Dr. Mary Walker was then counted as a handsome girl, but eccentric. She wore pantaloons then, but short skirts over them, and a man’s wool hat, under which was the feminine touch of black curls, which fell around her shoulders. She urged the right of women to enlist as soldiers and her own appointment as a lieutenant in the army. If this account is correct, there were quite a number of women who served as regular soldiers in the Union army - some of them bribing the examining officers, and some getting in in irregular ways. It was mainly when wounded and carried to hospitals that their sex was discovered.

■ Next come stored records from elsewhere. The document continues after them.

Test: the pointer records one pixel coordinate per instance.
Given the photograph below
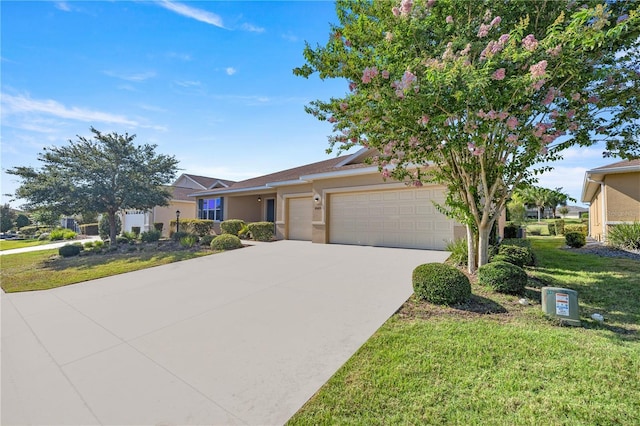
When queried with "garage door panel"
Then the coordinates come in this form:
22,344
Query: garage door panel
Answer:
399,218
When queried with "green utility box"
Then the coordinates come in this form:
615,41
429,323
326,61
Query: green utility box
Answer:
561,303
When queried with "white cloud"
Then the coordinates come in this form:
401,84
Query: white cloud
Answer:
188,83
132,77
24,104
63,5
192,12
252,28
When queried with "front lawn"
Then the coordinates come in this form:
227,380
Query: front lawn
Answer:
12,244
41,270
495,361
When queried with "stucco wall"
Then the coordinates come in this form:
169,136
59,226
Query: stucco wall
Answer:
623,197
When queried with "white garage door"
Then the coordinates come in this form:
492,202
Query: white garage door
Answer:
300,216
403,218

But this article gives Miss Elizabeth Van Lew the highest praise for efficiency as a spy, and wonders at the stupidity of the Confederate officials who never even suspected her of the deadly damage she was doing to their cause. During the entire four years of the war she lived in their capital city, associated freely with its officials and high army officers, and managed to keep in touch with the Federal army all that time, and keep them advised of every movement in Richmond. She even managed to get one of her slaves hired at the home of President Davis, in order to spy upon the movements there. General Grant testified that she had sent him the most valuable information that he received during the war. She had five secret stations from which to forward her cipher dispatches, the Richmond end being the old Van Lew mansion. There se received many secret agents and kept Union prisoners who had escaped from Libby, Belle Isle and Castle Thunder. Libby prison was near her home, and she secured permission to visit it regularly, and was able to convey the news of the city to the North by the exchanged prisoners; but with all her many activities she does not seem to have had any suspicion directed toward her by the Confederate government. It was not until the war had closed that it was know that there had been an active traitor in the camp during the whole four years of the war. Then Miss Van Lew met the usual fate of the person who betrays her own people, no matter what the cause may be - she was shunned as a leper by the people of Richmond, even though they were forced to accept her as postmistress for a number of years. She must have [next two lines illegible] well, but with the passing years the life(?) of public ____ was too strong against her, and she was forced out of office in Richmond. She secured a government position in Washington, but was bitterly disappointed by her reception there. The young generation would not accord her the honor she felt was her due. After years of bitterness there she gave up her position and went back to her Richmond home, living there in a large house in utter seclusion, having no friend or neighbor. She died there in 1900, a soured and embittered woman, forgotten by those she had served, hated by those whom she had betrayed.

Massachusetts sent a large boulder of granite to be put up at her grave, on which is inscribed the services she rendered to the Union. She was probably a good woman and acted conscientiously, but there seems to be in all countries, in all ages, and among all people, an inborn disgust against the man or woman who is disloyal to home people and home principles.

Remainder of article details actions of Dorothea Dix, Mary Bickerdyke and Clara Barton, and was not transcribed.]